February 27, 2010 | 6 Comments

I am often reminded of the story about Za-za Gabor. It was while she was lying by the pool at the Beverly Hills Hotel. She kept staring at a handsome sun-bronzed gent on the other side of the pool. After a time his curiosity got the better of him. As he approached her he said, `Madam, you keep looking in my direction, have we perhaps met before?’

Za-za said, `Dahling you look very much like my eighth husband’.
`Really, madam!  Have you been married eight times?’
`No, dahling, only seven.’

Too often when single people embark on a first date, their anticipation is too intense. They treat the experience more like a marriage proposal than a first meeting with a relative stranger.

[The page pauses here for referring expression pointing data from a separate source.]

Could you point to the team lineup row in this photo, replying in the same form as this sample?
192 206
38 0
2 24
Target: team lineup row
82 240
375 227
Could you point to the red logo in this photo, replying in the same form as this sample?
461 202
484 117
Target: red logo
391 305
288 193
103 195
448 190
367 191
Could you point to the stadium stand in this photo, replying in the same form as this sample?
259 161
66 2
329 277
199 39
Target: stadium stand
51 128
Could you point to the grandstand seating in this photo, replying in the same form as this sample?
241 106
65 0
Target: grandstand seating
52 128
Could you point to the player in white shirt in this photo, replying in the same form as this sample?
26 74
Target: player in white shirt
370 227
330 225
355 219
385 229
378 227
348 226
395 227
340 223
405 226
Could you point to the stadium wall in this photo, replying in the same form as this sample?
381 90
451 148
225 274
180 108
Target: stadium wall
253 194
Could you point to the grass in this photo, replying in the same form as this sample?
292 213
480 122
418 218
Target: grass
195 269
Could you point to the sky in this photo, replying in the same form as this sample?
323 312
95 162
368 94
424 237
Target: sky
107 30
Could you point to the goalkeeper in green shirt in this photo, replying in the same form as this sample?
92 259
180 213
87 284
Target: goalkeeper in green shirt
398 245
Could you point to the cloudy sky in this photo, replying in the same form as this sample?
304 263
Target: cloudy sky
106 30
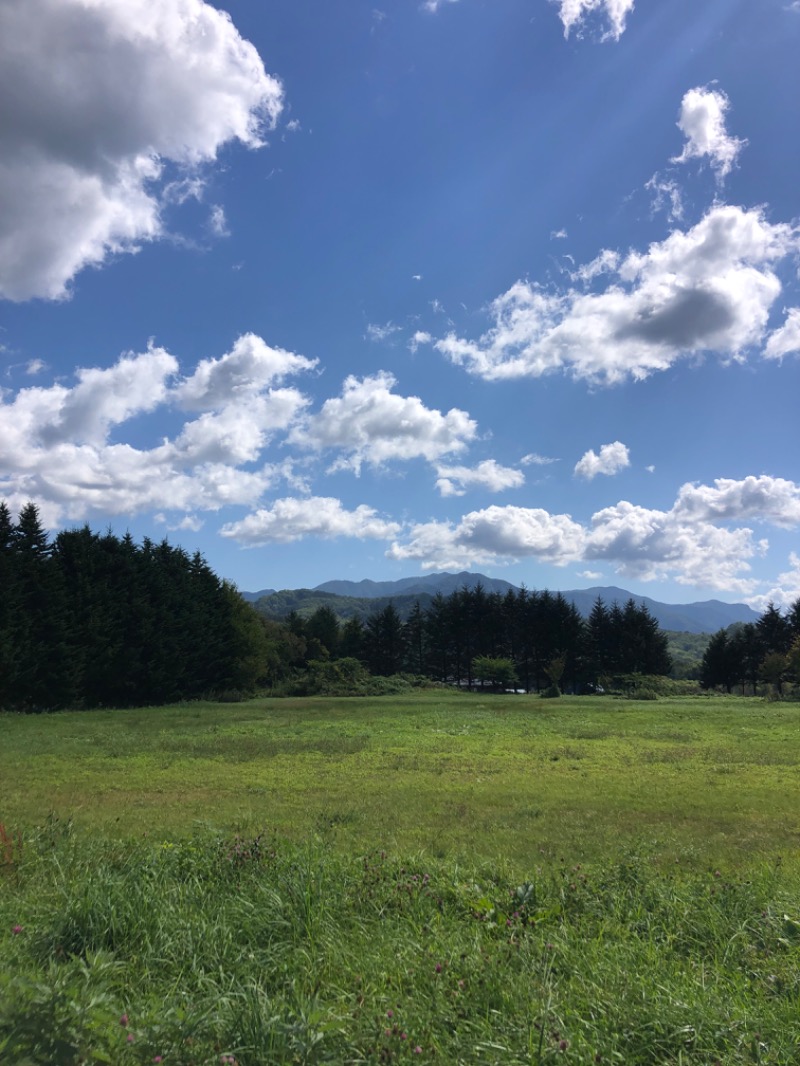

One woman arrived to meet her partner for the evening with a carefully prepared questionnaire. As he related the story to me later, he admitted he ensured his answers would not meet her criteria.

Another woman asks each would-be suitor, as soon as he rings, for the actual time of and his birth date. Men, in particular those who have no time for astrological beliefs find her queries quite off-putting. One fellow I know gives the stock reply to the question, `What is your star sign?’, `Sorry it’s not listed’.

The intense young man, who is earnestly looking for a wife to bear his children, makes up his mind within the first few minutes whether his escort is a suitable bride.

Those who sail straight in with questions such as: What are you looking for in a partner? What type of relationship are you seeking? What are your long term goals? are actually asking people to tell them their innermost secrets before they are even close friends; let alone trusted.

The workaholic and the fellow, who is insecure without an attachment, almost propose on the first evening. They probably had an eighty per cent chance of winning this woman if they had remembered the Italian expression, piano piano – take it slowly. Nothing frightens a woman off more quickly than an over-eager beaver.

There is nothing more disconcerting as a prospective partner who is too intense; too hell-bent on a serious relationship. The mind is channelled into the their urgent needs, losing sight of the perspective; forgetting that it takes two to tango and the partner must be both agreeable and suitable.

We know when a client who has recently met a suitable partner telephones to enquire what type of relationship he or she is seeking, that they are jumping the gun. We can feel the `wedding bells syndrome’ setting in after the first date.

We advise the intense clients to treat each new introduction as the beginning of a friendship and the opportunity of increasing their circle of friends. But alas our advice usually falls on deaf ears.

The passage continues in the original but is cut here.